Can you provide a little bit more context? Debug logs for example and how you define the scheduler in your tkq module?

haophancs commented 10 months ago

@s3rius We can see that in the beginning, I set the taskiq-scheduler instance's entry command as

taskiq scheduler api_service.tkq:scheduler --fs-discover --tasks-pattern "schedule_*.py"

It just shows two lines of initial logs:

2023-10-31 02:29:03 [2023-10-30 19:29:03,234][INFO   ][run:run_scheduler:100] Starting scheduler.
2023-10-31 02:29:03 [2023-10-30 19:29:03,234][INFO   ][run:run_scheduler:102] Startup completed.

And nothing else, even when it's time to do the task determined by cron. Therefore I feel the scheduler cannot detect the scheduled tasks. So I tried two solutions above and it works (I see the log line about sending task).

This is my tkq.py file:

# api_service/api_service/tkq.py
import taskiq_fastapi
from taskiq import InMemoryBroker
from taskiq_redis import ListQueueBroker, RedisAsyncResultBackend

from api_service.settings import settings

result_backend = RedisAsyncResultBackend(
    redis_url=str(settings.redis_url.with_path("/1")),
)
broker = ListQueueBroker(
    str(settings.redis_url.with_path("/1")),
).with_result_backend(result_backend)

if settings.environment.lower() == "pytest":
    broker = InMemoryBroker()

taskiq_fastapi.init(
    broker,
    "api_service.app.application:get_app",
)

# if we define a separate module for the scheduler as in my second solution,
# the scheduler will not be here but the __main__.py file of the module.
scheduler = TaskiqScheduler(
    broker=broker,
    sources=[LabelScheduleSource(broker)],
    refresh_delay=settings.scheduler_refresh_delay,
)

And the task file:

# api_service/api_service/services/scheduler/schedules/schedule_example.py
from api_service.tkq import broker

@broker.task(schedule=[{"cron": "* * * * *"}])
async def example_task() -> None:
     message = "this is a heavy task"

In my project now I surely prefer my second solution: just define the separate module and give it a __main__.py to run the scheduler.

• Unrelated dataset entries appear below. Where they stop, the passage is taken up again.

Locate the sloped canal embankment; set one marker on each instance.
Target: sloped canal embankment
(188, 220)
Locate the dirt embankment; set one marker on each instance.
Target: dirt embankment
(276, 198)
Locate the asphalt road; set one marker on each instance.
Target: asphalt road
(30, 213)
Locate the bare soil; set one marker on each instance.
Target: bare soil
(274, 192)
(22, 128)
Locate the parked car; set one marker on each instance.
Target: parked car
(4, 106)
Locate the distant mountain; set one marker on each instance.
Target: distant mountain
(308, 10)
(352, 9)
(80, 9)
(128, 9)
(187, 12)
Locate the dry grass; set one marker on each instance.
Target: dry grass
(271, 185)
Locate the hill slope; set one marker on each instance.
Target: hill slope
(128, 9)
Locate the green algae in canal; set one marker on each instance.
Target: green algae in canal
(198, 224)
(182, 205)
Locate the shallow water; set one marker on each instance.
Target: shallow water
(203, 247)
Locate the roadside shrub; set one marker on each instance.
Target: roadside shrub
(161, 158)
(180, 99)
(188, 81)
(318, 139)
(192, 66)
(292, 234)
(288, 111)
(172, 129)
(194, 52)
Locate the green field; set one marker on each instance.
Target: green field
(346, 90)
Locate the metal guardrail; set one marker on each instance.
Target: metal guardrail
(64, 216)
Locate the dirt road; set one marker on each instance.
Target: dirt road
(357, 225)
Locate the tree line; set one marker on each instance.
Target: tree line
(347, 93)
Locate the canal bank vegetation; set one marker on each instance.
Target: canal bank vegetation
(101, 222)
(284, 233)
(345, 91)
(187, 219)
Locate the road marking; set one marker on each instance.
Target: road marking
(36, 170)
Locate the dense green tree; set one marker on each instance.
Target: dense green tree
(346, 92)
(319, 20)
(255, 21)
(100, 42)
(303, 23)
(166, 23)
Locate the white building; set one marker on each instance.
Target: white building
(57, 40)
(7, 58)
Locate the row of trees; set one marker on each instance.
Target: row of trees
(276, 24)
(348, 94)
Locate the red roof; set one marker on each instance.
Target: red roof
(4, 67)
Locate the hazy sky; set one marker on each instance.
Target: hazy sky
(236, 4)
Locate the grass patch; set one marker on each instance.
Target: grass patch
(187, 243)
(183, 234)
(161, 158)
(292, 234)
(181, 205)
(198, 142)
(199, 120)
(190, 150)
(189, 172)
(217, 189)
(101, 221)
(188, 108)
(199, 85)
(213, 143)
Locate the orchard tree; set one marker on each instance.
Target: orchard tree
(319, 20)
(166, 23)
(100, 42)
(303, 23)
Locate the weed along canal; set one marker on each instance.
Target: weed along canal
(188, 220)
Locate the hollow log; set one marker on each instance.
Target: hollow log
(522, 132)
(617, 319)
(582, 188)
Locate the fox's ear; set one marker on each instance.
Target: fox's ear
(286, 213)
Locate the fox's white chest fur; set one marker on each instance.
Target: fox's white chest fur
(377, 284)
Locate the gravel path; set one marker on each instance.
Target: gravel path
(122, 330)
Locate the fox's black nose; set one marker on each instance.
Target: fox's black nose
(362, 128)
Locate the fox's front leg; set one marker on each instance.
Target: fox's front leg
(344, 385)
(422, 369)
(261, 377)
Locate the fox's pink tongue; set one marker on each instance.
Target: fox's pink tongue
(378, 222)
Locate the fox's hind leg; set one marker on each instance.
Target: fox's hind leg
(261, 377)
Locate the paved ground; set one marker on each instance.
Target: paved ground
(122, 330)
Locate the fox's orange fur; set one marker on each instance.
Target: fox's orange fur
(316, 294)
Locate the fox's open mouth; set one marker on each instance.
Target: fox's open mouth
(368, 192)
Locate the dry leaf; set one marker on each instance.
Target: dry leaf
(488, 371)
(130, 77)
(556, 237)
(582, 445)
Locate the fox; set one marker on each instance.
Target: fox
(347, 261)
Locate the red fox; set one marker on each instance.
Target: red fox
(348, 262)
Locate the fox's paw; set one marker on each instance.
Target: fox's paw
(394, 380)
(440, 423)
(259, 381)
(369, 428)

haophancs commented 10 months ago

@s3rius Oh I got it, if wanna use the CLI command instead of the programmatically way, we need to declare the scheduler BEFORE calling taskiq_fastapi.init. Because in the beginning, I declared it after initializing taskiq_fastapi, it cannot detect the scheduled tasks.

Now the implementation below can make the scheduler done right.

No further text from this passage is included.